Allocation and Apportionment of Investment Income

The South Carolina Supreme Court recently ruled against Duke Energy Corporation (“Duke”) in Duke’s claim for a $126 million state income tax refund.  The issue came down to whether gross receipts from Duke’s sales of short-term investments should be included in the apportionment fraction used by South Carolina to divide income among South Carolina and other states in which Duke operates.  The South Carolina Supreme Court’s opinion is important because it can pose significant hurdles to businesses with multi-state operations that have planned with investment income to reduce their South Carolina taxes.

Under South Carolina law, businesses operating in multiple states must apportion their federal taxable income among these various states.  For example, If a business has operations in South Carolina that are 25% of its total operations, South Carolina should only tax 25% of the income of the business.  To accomplish this, South Carolina uses different factors, known as “apportionment factors” which are applied against federal taxable income.  These factors can include assets, employees, and sales.  The primary factor at issue in the Duke Energy case was the “sales” factor.

South Carolina law defines “sales factor” as a fraction where the numerator is the total sales of the taxpayer in the state during the tax year and the denominator is the total sales of the taxpayer everywhere during the tax year (including South Carolina).  No mention is made in the law of “gross receipts” in defining  “sales factor”.  This issue was the focus of the South Carolina Supreme Court’s decision in the Duke Energy case.

Duke is a large, regional utility, providing electric, gas, and other services to its customers.  Duke would invest excess operating cash in short-term marketable securities, and would then sell these securities and reinvest the proceeds.
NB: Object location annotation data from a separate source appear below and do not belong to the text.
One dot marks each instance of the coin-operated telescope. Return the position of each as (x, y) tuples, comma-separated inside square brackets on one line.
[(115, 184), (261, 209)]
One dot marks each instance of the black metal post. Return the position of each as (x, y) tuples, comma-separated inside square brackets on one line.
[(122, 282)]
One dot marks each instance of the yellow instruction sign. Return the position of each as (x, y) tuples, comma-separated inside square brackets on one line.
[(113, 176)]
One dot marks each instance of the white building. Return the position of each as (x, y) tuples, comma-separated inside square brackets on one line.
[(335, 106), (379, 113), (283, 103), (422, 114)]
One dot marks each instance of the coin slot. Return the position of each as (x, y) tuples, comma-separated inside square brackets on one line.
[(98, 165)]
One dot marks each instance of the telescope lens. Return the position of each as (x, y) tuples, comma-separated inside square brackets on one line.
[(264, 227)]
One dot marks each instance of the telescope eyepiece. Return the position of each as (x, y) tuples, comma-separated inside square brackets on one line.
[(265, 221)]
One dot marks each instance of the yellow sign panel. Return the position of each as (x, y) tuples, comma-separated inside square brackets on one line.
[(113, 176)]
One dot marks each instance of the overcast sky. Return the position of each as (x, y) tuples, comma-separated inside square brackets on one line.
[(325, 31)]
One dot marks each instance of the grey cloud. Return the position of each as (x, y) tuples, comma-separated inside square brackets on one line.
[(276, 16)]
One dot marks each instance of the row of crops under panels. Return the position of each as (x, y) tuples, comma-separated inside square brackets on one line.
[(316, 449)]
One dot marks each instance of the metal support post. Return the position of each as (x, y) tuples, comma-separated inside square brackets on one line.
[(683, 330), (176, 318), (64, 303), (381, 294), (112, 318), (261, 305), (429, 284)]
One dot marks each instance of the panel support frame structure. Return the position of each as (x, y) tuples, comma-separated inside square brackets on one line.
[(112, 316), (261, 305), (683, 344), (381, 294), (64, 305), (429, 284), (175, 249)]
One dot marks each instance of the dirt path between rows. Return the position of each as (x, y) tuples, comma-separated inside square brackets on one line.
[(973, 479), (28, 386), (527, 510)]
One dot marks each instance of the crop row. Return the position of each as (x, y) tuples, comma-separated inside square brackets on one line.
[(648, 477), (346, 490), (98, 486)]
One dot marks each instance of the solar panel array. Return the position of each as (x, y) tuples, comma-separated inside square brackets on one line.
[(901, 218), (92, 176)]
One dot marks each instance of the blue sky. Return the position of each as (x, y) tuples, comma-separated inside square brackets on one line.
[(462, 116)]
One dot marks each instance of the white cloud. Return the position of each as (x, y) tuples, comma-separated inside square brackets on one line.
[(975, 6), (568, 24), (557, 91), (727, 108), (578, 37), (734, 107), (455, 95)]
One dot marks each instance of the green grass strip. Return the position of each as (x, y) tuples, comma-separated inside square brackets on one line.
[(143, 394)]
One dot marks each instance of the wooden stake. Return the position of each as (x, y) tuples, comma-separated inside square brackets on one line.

Duke argued the gains it received from its short-term investments should be considered a “receipt” so that this gain/income should be included in the denominator of its apportionment formula (i.e. sales factor).  If Duke’s argument was adopted, this would allow Duke to increase its total income in the apportionment factor (the denominator), while keeping the South Carolina-based income the same.   Duke’s South Carolina taxes would have been reduced as a result.

The Court disagreed with Duke and stated the focus should be on “sales” and not the broader term “receipts”.  The Court ruled that a recovery of principal from the sale of short-term securities is not a “sale” under the law, and that Duke’s arguments would lead to “absurd results by distorting the sales factor . . . and by defeating the legislative intent of the apportionment statutes.”

The Duke Energy case now stands for the proposition that a return of principal from investment sales is not included in the sales factor for South Carolina income apportionment purposes.

The South Carolina Supreme Court’s decision in this case is particularly important for multi-state businesses.  Should a corporation be able to apportion income away from South Carolina using internal investment gain or income, to a state with a little or no corporate income tax (and there are many of these states), the business could significantly reduce its overall state income tax liability.    This tax-reduction strategy will not work in South Carolina.